— Опять ты ко мне все с тем же пристаешь! — резко отозвался на эти слова другой молодой инок, с широким лицом, большими быстрыми черными глазами и с родимым пятном на правой щеке. — Я ведь говорил уж, попадет тебе когда-нибудь за это!
— Пусть попадет, к страданиям за правду сопричтется! — продолжал зубоскалить румяный монашек. — А все я тебе правду скажу: плохое, брат, дело, Гриша, как четки-то на руке, а красны девки на уме…
— Провались ты и с ними! — проворчал инок Григорий и, быстро отделившись от толпы остальных иноков, прошел в церковь.
— То-то, брат! — продолжал смеяться румяный вслед уходившему. — Должно быть, знает кошка, чье мясо съела!

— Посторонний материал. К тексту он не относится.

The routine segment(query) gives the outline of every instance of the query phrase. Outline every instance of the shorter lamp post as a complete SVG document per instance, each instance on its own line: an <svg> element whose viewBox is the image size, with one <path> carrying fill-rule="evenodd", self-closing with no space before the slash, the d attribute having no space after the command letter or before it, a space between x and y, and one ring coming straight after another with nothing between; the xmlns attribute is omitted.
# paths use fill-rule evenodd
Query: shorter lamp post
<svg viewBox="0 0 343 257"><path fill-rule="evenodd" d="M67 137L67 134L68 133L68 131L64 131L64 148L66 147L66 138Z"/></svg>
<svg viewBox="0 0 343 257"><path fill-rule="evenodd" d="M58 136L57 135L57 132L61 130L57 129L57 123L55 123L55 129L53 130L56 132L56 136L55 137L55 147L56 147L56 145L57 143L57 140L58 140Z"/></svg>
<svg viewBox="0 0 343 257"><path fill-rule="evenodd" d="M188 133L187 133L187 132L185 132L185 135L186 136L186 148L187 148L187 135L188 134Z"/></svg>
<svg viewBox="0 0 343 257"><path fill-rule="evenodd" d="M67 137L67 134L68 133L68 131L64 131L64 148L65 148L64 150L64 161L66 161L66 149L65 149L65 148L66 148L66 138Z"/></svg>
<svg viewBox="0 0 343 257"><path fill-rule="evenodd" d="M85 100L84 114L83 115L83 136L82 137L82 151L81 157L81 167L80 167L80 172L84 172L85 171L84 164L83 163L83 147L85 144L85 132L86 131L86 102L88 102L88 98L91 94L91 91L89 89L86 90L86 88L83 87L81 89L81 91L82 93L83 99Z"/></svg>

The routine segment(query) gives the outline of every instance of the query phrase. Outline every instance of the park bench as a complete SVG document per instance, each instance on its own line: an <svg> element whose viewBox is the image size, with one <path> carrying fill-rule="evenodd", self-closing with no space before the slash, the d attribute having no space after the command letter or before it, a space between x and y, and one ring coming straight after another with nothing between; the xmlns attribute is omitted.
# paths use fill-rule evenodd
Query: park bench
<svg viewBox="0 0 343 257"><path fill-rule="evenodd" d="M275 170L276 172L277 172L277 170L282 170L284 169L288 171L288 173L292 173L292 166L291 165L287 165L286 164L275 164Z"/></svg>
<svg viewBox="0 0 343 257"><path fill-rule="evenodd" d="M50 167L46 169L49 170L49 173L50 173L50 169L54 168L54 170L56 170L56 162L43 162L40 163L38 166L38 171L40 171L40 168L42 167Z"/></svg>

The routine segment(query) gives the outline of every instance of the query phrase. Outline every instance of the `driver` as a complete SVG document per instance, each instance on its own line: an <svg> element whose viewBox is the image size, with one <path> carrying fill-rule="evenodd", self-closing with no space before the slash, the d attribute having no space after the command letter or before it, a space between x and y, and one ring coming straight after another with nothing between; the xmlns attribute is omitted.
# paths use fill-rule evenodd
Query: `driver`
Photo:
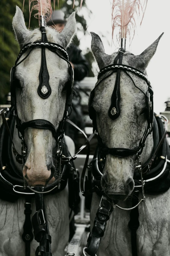
<svg viewBox="0 0 170 256"><path fill-rule="evenodd" d="M64 18L64 14L60 10L53 12L51 19L47 25L55 28L61 33L66 23ZM84 122L82 118L82 113L80 104L79 94L80 87L78 81L81 81L87 75L89 70L89 63L85 57L82 54L81 51L73 43L71 43L67 49L69 61L74 70L74 84L73 87L76 94L73 99L72 107L73 112L69 119L81 129L84 128ZM66 123L65 134L73 140L75 144L77 144L77 130L69 124Z"/></svg>

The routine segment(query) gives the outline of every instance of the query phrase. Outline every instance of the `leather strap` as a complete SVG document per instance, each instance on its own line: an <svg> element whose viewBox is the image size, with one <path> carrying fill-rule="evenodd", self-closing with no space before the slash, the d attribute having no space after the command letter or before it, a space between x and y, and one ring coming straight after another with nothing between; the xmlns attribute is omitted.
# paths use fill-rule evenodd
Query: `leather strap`
<svg viewBox="0 0 170 256"><path fill-rule="evenodd" d="M37 186L36 190L42 192L42 187ZM39 252L40 252L42 256L45 255L52 256L51 252L51 239L49 232L43 196L43 194L38 193L35 194L36 211L32 218L32 223L35 238L39 243L39 246L37 247L36 250L35 255L38 256Z"/></svg>
<svg viewBox="0 0 170 256"><path fill-rule="evenodd" d="M47 120L44 119L35 119L23 123L21 125L21 128L23 130L28 127L50 130L51 131L55 139L57 139L58 138L55 128L52 124Z"/></svg>
<svg viewBox="0 0 170 256"><path fill-rule="evenodd" d="M101 150L104 154L110 154L119 157L127 157L137 154L139 149L139 147L131 149L121 147L110 148L105 146L105 147L101 148Z"/></svg>
<svg viewBox="0 0 170 256"><path fill-rule="evenodd" d="M32 227L31 221L31 197L27 196L25 198L25 210L24 213L25 215L25 222L23 226L23 233L22 235L22 240L25 245L25 256L30 256L31 242L34 238L32 232Z"/></svg>
<svg viewBox="0 0 170 256"><path fill-rule="evenodd" d="M94 256L97 251L102 237L104 235L107 221L113 210L112 206L112 199L104 195L87 240L86 251L91 256Z"/></svg>
<svg viewBox="0 0 170 256"><path fill-rule="evenodd" d="M117 63L117 60L118 58L119 64L121 64L122 63L123 54L123 52L119 52L114 60L114 64ZM111 97L111 104L108 111L108 115L113 120L117 118L120 113L120 69L118 69L114 89ZM115 113L114 114L113 113L113 112Z"/></svg>

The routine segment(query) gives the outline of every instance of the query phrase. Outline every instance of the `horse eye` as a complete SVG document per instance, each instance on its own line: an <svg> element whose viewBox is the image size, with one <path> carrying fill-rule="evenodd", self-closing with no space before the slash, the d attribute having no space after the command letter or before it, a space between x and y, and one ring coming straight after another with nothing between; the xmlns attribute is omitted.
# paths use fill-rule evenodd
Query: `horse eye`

И затем, обращаясь к другим монахам, добавил:
— Мы с Алешкой заприметили уже который раз, что как царевна в собор пожалует, Гришка и сам не свой становится. Голосом-то на клиросе ведет, а глазами-то в царевну так и впивается… Ну и выходит, что запоет — соврет и читать станет — соврет… А ведь уж на что изо всех нас грамотей! Товарищи иноки засмеялись и заговорили между собою что-то шепотом. Федору стало противно слушать их речи, и он вошел в собор. Там еще было пусто, и только тот инок, которого братия звала Григорием, стоял у налоя на клиросе и перелистывал какую-то богослужебную книгу. Федор стал у окна направо, на условленном месте, и залюбовался стройностью и простотой внутренности храма.

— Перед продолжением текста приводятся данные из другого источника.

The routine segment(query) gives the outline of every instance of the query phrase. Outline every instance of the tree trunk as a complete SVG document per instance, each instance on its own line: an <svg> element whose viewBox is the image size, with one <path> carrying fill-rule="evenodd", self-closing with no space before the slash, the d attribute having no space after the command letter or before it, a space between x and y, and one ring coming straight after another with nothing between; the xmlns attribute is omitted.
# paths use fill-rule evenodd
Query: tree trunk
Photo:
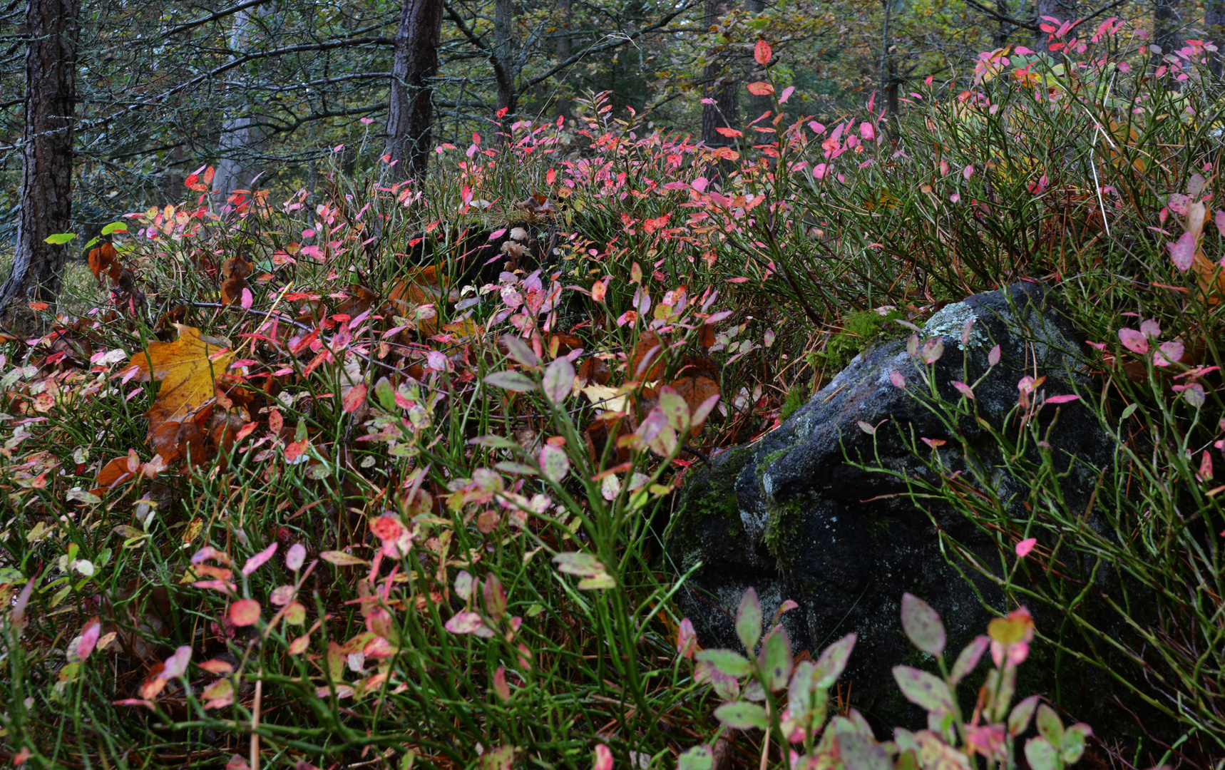
<svg viewBox="0 0 1225 770"><path fill-rule="evenodd" d="M1218 50L1210 51L1208 66L1213 75L1221 76L1221 45L1225 45L1225 0L1208 0L1204 5L1204 27L1208 39L1216 44Z"/></svg>
<svg viewBox="0 0 1225 770"><path fill-rule="evenodd" d="M714 27L719 23L719 17L731 10L731 0L706 0L706 24ZM737 80L730 75L722 75L724 56L717 56L714 61L706 66L703 81L706 82L706 98L713 103L702 104L702 141L707 147L725 147L734 144L735 140L719 133L718 129L731 129L733 121L739 120L740 108L737 102Z"/></svg>
<svg viewBox="0 0 1225 770"><path fill-rule="evenodd" d="M1182 13L1178 0L1156 0L1153 6L1153 42L1161 53L1153 53L1153 67L1161 66L1161 59L1182 48ZM1170 81L1171 84L1177 81Z"/></svg>
<svg viewBox="0 0 1225 770"><path fill-rule="evenodd" d="M1221 0L1225 2L1225 0ZM573 53L573 39L570 37L570 26L575 21L572 0L557 0L557 10L561 11L561 33L557 36L557 61L570 59ZM559 87L561 97L557 98L557 114L570 120L570 91L565 84Z"/></svg>
<svg viewBox="0 0 1225 770"><path fill-rule="evenodd" d="M230 36L230 50L234 55L247 50L249 39L256 26L256 13L262 17L276 13L276 4L268 4L257 9L239 11L234 16L234 32ZM243 94L239 94L243 98ZM244 105L236 111L249 111L252 108ZM235 190L250 190L251 182L260 175L260 163L252 158L258 152L266 138L266 131L260 125L263 122L258 114L236 115L225 119L222 124L219 140L221 157L217 160L217 174L213 176L213 192L219 193L222 203Z"/></svg>
<svg viewBox="0 0 1225 770"><path fill-rule="evenodd" d="M514 89L514 0L494 2L494 81L497 83L497 111L513 116L518 108Z"/></svg>
<svg viewBox="0 0 1225 770"><path fill-rule="evenodd" d="M72 226L72 121L80 0L28 0L26 132L21 157L21 215L12 271L0 286L0 308L55 302L67 246L47 242Z"/></svg>
<svg viewBox="0 0 1225 770"><path fill-rule="evenodd" d="M753 13L761 13L766 10L764 0L745 0L745 10ZM748 71L746 72L748 81L763 81L766 80L766 69L760 66L756 61L748 65ZM762 116L766 110L774 109L774 100L771 99L769 94L755 95L748 94L748 122L752 122Z"/></svg>
<svg viewBox="0 0 1225 770"><path fill-rule="evenodd" d="M425 176L434 126L434 86L442 39L442 1L404 0L396 32L387 104L387 148L396 176Z"/></svg>

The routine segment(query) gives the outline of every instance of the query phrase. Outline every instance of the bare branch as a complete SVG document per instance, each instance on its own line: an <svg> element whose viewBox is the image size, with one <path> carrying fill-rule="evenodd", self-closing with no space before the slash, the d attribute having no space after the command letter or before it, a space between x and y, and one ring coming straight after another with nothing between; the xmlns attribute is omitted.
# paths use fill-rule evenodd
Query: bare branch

— А! Ты уж здесь? — послышался сзади голос Тургенева. — Рано же ты забрался! Народ только что собираться стал… Но отойдем подальше от стены и станем здесь, около столба, — продолжал Тургенев, обращаясь к Федору. — Тут и слышнее, и виднее.

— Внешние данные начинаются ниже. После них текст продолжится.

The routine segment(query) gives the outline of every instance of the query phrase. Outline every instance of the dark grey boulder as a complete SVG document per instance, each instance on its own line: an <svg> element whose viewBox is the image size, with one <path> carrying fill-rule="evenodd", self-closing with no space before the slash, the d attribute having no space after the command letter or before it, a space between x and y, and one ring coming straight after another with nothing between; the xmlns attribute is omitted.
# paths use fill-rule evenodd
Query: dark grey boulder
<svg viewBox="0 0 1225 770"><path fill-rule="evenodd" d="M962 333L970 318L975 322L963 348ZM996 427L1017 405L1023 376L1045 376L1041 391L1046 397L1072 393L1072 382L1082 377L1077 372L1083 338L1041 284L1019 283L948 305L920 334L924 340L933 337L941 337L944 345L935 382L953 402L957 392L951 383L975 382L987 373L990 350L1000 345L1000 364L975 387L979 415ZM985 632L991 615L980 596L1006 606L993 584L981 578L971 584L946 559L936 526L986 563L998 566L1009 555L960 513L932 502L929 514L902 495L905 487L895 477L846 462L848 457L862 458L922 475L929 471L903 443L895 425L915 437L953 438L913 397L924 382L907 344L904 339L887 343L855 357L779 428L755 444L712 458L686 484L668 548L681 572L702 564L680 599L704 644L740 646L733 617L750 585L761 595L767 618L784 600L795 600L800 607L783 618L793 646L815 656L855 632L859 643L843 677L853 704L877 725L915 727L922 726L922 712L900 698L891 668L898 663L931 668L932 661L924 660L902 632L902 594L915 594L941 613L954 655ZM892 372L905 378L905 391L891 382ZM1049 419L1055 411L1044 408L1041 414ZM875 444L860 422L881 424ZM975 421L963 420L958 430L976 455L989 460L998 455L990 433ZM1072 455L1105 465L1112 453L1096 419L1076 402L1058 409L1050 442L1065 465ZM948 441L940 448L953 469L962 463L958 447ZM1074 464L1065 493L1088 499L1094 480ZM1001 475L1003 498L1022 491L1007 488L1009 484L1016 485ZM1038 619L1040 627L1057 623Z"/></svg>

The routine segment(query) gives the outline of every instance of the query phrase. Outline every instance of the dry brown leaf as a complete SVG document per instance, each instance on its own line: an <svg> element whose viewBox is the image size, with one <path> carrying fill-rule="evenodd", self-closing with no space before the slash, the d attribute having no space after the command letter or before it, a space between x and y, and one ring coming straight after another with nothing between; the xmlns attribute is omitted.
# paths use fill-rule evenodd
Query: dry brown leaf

— Пожалуй, — согласился Федор. — Хоть, по мне, и тут хорошо.
Вскоре после того раздался благовест колокола, и началось служение.
Только уже переместившись на новое место, Федор мог внимательнее рассмотреть своего друга и успел приметить, что Петр Михайлович был чрезвычайно взволнован: он то оглядывался на входные двери собора, то проводил рукой по своим густым черным волосам и потом, словно спохватившись, начинал поспешно креститься и класть земные поклоны.
Но вот послышались топот коней и стук колес в ограде. Молодой служка бегом перебежал с паперти через весь собор, шепнул что-то старшему монаху, указывая на паперть… Взоры всех присутствовавших в храме обратились в ту сторону, и вот в настежь открытые двери, окруженная своей придворной свитой, вступила царевна Ксения…
— Смотри, смотри! — прошептал Тургенев Федору, быстро и порывисто хватая его за руку. — Вот она, погубительница моя!
Федор глянул в ту сторону, откуда царевна вошла, глянул на нее как раз в то мгновение, когда она, при входе в церковь, откинула фату с лица и возлагала на себя крестное знамение… Глянул и обомлел…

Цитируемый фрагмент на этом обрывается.